CDU Frankfurt hält Asylkompromiss für richtig

Stadtrat Uwe Becker, Kreisvorsitzender der Frankfurter CDU
Stadtrat Uwe Becker, Kreisvorsitzender der Frankfurter CDU
Frankfurt am Main, 22. September 2014 - Der Kreisvorsitzende der Frankfurter CDU, Uwe Becker, hat heute die jüngste Zustimmung des Bundesrates zum Asylkompromiss befürwortet.
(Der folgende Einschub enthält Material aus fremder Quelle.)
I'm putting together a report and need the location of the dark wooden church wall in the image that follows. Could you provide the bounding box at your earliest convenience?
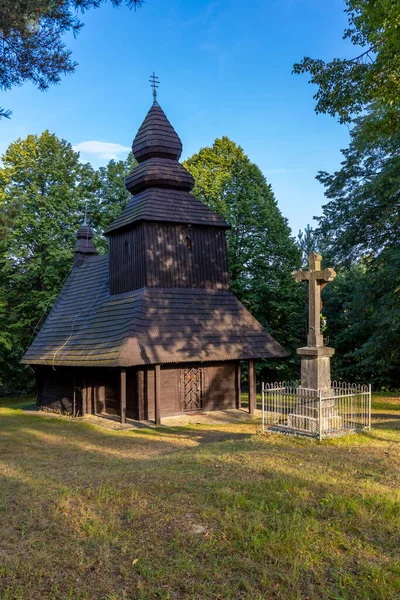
[109,222,229,294]
[146,223,229,289]
[36,367,139,419]
[137,362,240,421]
[204,363,238,410]
[109,223,146,294]
[36,367,82,414]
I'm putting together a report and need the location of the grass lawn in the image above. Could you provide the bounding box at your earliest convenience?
[0,396,400,600]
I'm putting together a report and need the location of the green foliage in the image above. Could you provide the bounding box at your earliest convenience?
[184,137,304,378]
[317,112,400,264]
[324,248,400,389]
[317,111,400,388]
[297,225,318,267]
[0,0,142,118]
[88,152,137,253]
[0,131,135,391]
[294,0,400,126]
[0,131,94,390]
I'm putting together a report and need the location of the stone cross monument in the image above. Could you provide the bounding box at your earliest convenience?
[296,252,336,390]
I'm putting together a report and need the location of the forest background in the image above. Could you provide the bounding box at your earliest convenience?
[0,0,400,393]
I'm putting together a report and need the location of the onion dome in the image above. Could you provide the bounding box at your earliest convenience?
[132,101,182,163]
[105,101,229,235]
[73,223,97,268]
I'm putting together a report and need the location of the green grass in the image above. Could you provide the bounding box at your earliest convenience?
[0,397,400,600]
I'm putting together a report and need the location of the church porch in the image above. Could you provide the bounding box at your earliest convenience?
[36,360,256,424]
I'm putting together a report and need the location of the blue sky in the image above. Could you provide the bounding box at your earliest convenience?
[0,0,352,235]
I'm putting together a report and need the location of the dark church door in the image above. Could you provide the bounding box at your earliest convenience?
[181,367,205,412]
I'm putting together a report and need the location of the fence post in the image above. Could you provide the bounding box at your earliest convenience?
[368,384,372,431]
[261,381,265,431]
[318,390,322,441]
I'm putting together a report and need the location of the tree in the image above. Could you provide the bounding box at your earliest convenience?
[297,225,318,267]
[294,0,400,131]
[184,137,305,378]
[317,112,400,265]
[88,152,137,252]
[324,249,400,389]
[317,111,400,388]
[0,0,142,118]
[0,131,96,389]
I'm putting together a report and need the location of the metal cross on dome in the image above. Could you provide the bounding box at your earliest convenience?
[149,71,160,102]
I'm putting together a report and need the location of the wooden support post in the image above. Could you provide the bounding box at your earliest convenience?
[120,369,126,423]
[236,363,242,408]
[154,365,161,425]
[248,360,256,415]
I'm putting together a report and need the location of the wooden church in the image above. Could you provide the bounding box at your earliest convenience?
[22,91,286,423]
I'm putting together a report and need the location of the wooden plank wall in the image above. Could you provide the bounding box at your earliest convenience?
[204,363,238,410]
[110,223,229,294]
[37,362,240,420]
[36,368,82,414]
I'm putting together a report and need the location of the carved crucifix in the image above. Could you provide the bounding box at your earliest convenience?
[296,252,336,348]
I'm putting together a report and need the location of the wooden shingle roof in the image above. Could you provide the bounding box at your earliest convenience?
[22,255,287,367]
[105,102,229,235]
[105,188,230,235]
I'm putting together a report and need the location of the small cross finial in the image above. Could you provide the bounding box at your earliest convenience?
[149,71,160,102]
[83,200,88,225]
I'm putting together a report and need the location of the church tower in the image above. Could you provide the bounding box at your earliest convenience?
[105,101,229,294]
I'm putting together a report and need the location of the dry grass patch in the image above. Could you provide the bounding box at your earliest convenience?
[0,398,400,600]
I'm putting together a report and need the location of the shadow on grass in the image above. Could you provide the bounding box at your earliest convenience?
[0,412,400,600]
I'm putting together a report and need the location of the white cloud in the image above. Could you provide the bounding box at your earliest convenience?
[263,169,306,175]
[72,140,130,160]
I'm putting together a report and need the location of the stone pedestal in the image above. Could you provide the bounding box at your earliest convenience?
[297,346,335,391]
„Die Frankfurter CDU begrüßt die Entscheidung des Bundesrates, dem vom Bundestag schon vor der Sommerpause beschlossenen Gesetz zuzustimmen. Für die Kommunen ist die Entscheidung des Bundesrates ein wichtiger Schritt, der gerade auch den Städten bei der Bewältigung der mit den weiter steigenden Asylbewerberzahlen verbundenen Herausforderungen hilft. Somit können wir uns stärker um die wachsende Zahl der tatsächlich Verfolgten kümmern und auch hier werden die Herausforderungen von der Unterbringung bis zur Versorgung immer größer“, erklärte Becker.

„Es ist in unserem christlichen Werteverständnis verankert, dass wir all jenen helfen, die tatsächlich Hilfe bedürfen und gerade auch die schrecklichen kriegerischen Auseinandersetzungen in der Welt führen viele Flüchtlinge auch zu uns nach Deutschland. Hier wollen und werden wir weiter helfen“, unterstrich Becker.

Die Bewertung von Serbien, Mazedonien sowie Bosnien und Herzegowina als sichere Herkunftsstaaten stärke das Asylrecht und entlaste zugleich die Kommunen bei der Unterbringung und Betreuung von Asylbewerbern deutlich. Rund 25 Prozent der in Deutschland gestellten Asylanträge stammten von Asylbewerbern aus den genannten Ländern. Die Erfolgsaussichten Ihrer Anträge seien sehr gering. Dennoch würden die Bewerber im Rahmen der bestehenden Quotenregelung zur Unterbringung auf die Kommunen verteilt. Dies verstärke die ohnehin schon großen Probleme, geeignete Unterkünfte bereitzustellen. Mit dem nunmehr verabschiedeten Gesetz könnten diese Probleme zumindest abgemildert werden.